Entgeltlicher Verzicht auf Nießbrauch
Bundesfinanzhof, Urteil vom 10.10.2025 – IX R 4/24
In dem entschiedenen Fall hatte die Klägerin ein lebenslanges Nießbrauchsrecht an einer vermieteten Immobilie im Privatvermögen. Sie erzielte hieraus Einkünfte aus Vermietung und Verpachtung. Eigentümer des Grundstücks waren die Kinder der Klägerin. Im Zuge der Veräußerung des Grundstücks verzichtete die Klägerin gegen Entgelt auf ihr Nießbrauchsrecht und behandelte die erhaltene Zahlung als eine nicht steuerbare Vermögensumschichtung.

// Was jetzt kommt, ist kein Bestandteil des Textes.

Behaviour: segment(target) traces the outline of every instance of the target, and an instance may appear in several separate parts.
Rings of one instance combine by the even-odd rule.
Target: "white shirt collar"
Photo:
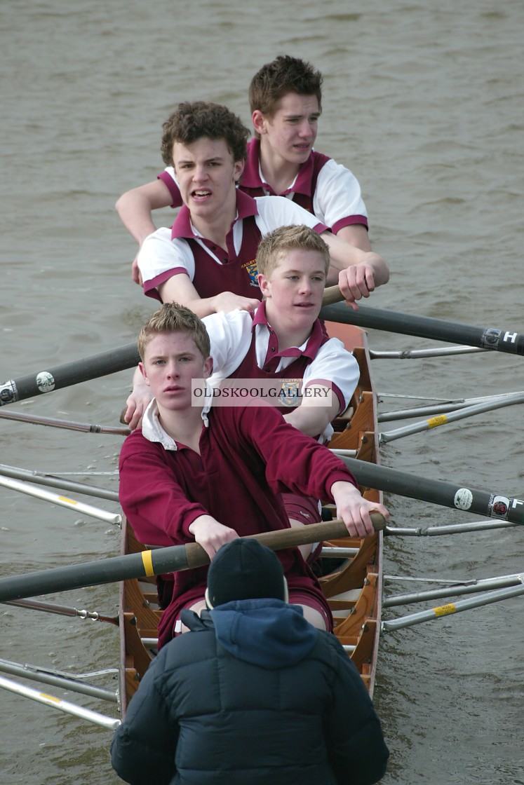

Der BFH sah dies allerdings anders und behandelte das Entgelt für den Verzicht auf das Nießbrauchsrecht als steuerbare Entschädigung gem. § 24 Nr.1a EStG. Nach Auffassung des BFH tritt die Entschädigung wirtschaftlich an die Stelle der Einkünfte aus Vermietung und Verpachtung und ist damit den Einkünften gem. § 21 Abs.1 Satz 1 Nr.1 EStG zuzuordnen.
Der BFH gibt damit seine frühere Rechtsprechung auf und widerspricht der Verwaltungsauffassung im Nießbrauchserlass. Es bleibt abzuwarten, wie die Verwaltung auf diese neue Rechtsprechung reagiert.